Translation, Notes, Commentary, and Research by Latex G. N. R. Space-Coyote

Ueshiba, M. (2025). 植芝盛平道歌–162: Awaken stalwart man (L. G. N. R. Space-Coyote, Trans.; OpenAI ChatGPT-5 Pro, Ed.). Shugyokai.org. https://shugyokai.org/d6pz (Original work compiled 1977)

呼びさます(よびさます; yobi-samasu)— compound “to awaken by calling / rousing”; semantically works on two levels: (a) physically rousing an opponent or situation, and (b) spiritually / mentally awakening oneself (a very Ōmoto/ aikidō flavor); the bare verb phrase at the start functions like an exclamatory imperative in didactic waka: “Awaken!”—a typical opening gambit in dōka (道歌, “way‑poems”).

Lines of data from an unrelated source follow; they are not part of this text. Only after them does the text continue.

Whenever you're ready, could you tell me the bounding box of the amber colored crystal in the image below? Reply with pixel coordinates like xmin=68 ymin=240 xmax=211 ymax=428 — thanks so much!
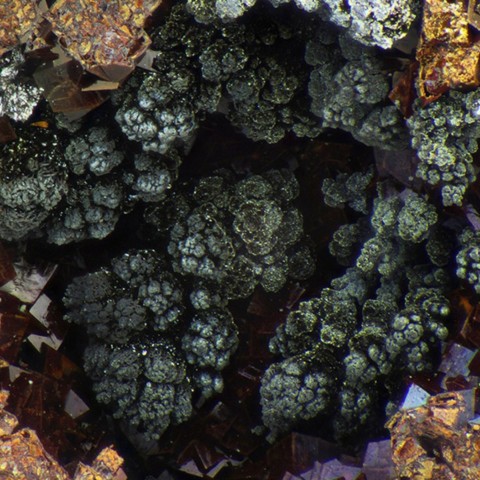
xmin=34 ymin=60 xmax=108 ymax=120
xmin=0 ymin=0 xmax=40 ymax=57
xmin=45 ymin=0 xmax=162 ymax=82
xmin=0 ymin=390 xmax=127 ymax=480
xmin=387 ymin=390 xmax=480 ymax=480
xmin=417 ymin=0 xmax=480 ymax=103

一人(ひとり; hitori)—“a single person; one person”.

相手(あひて; ahite / aite)— “the other party, partner, opponent.” In budō this is your training partner, but also your enemy in combat; many lists have 敵 “enemy”; this text has 相手 “partner / opponent”; both are attested in dōka selections (for consistency; for consistency and overtones of -te, it may be ideal to preserve teki, however it breaks the mora count in this tanka).

一人の相手(ひとりのあひて; hitori no aite/ahite)— “a single counterpart / opponent”.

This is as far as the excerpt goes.